Author: Paw Hermansen
Date: November 13, 2018
This notebook contains the very short version of my Capstone Project for the Coursera/IBM course series IBM Data Science Professional Certificate Specialization.
The full version with all the details can be found in https://github.com/pawhermansen/Coursera_Capstone/blob/master/IsCopenhagenLikeParis.ipynb.
Travel guide publisher Lonely Planet recently put the danish capital Copenhagen on top of their list of the best cities to visit in 2019. Copenhagen has a lot to offer, says Lonely Planet and mentions the cyclists, the many green spaces, the old and new architecture, the great museums, Tivoli garden, the galleries, the restaurants, including fancy New Nordic restaurants and even marvelous street food markets and indie bars.

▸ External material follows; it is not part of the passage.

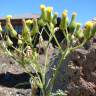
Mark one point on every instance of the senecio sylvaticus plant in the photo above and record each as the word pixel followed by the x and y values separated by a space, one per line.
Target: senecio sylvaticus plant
pixel 26 54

That made some Copenhageners claim in the local newspapers that Copenhagen is like Paris in the summer. If this is true it will be interesting not only for tourists trying to find new and exciting destinations but also for the Copenhagen tourist association, visitcopenhagen.dk, that could direct its marketing to compete directly against other cities like Paris.
It is not stated clearly in exactly what way the likeness between Copenhagen and Paris is thought to be. It is clearly not in the weather because the Copenhageners compare Copenhagen in the summer to Paris and they do not mention the winter. Also it is clearly not in the languages - even though that both Copenhagen and Paris are very alike in that they speak languages that are totally un-understandable to anyone else. In Copenhhagen, however, nearly everyone also speaks fluent English which is certainly not the case in Paris.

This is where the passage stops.